Any idea what this could be? I love this amp, but the lack of a clean loop makes it a nonstarter. Does this sound like a problem with the loop tube?
 
If you turn on the loop with NO loop cable and it's OK, then the tube is fine. When you turn off the hard-bypass, the signal goes thru the loop tube whether or not you plug into the loop.

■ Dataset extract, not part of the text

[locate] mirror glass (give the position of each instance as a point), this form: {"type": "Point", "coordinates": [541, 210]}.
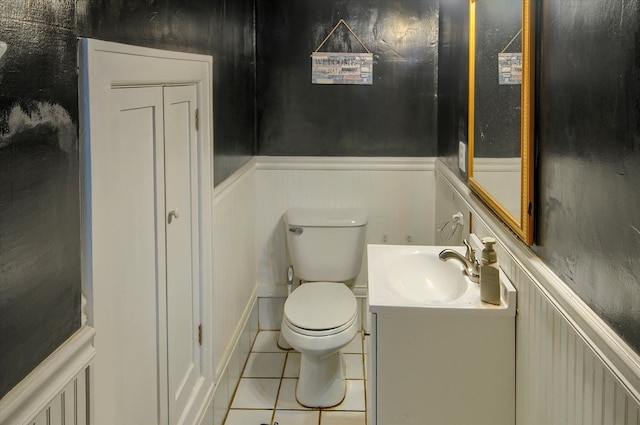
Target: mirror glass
{"type": "Point", "coordinates": [500, 109]}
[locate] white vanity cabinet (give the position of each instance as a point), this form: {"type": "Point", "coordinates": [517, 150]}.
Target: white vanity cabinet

I would look at environment. The fact that the symptom changes as you move the cable suggests you either have a bad cable in the loop, or the cable is imperfectly rejecting environmental noise. Turn off flourescent lights, computers, etc nearby. If you are using a power attenuator or step-down transformer, get them AWAY from the guitar and amp. Move ANY equipment with a transformer away from the amp. Move any wall-warts (inline transformers) away. These all broadcast lots of noise.
 
Mine has issues with my pedal board in certain venues. Don't know why it does it on some and not the others but I took a ground lift and plugged into my pedal board power supply and it solved my problem
 
Almost all venues have cut costs in their power grids, so they are almost always a disaster. They are also always DIFFERENT. So you will get varied problems.

My rules:

1. NO ground lifts. It's dangerous enough with the grounds connected.
2. ALL gear into the same outlet. Two different AC circuits = ground loop.
3. Isolation transformers between AC-powered gear. That solves a lot of problems.
4. Balanced cables wherever possible.
5. Rack power conditioner.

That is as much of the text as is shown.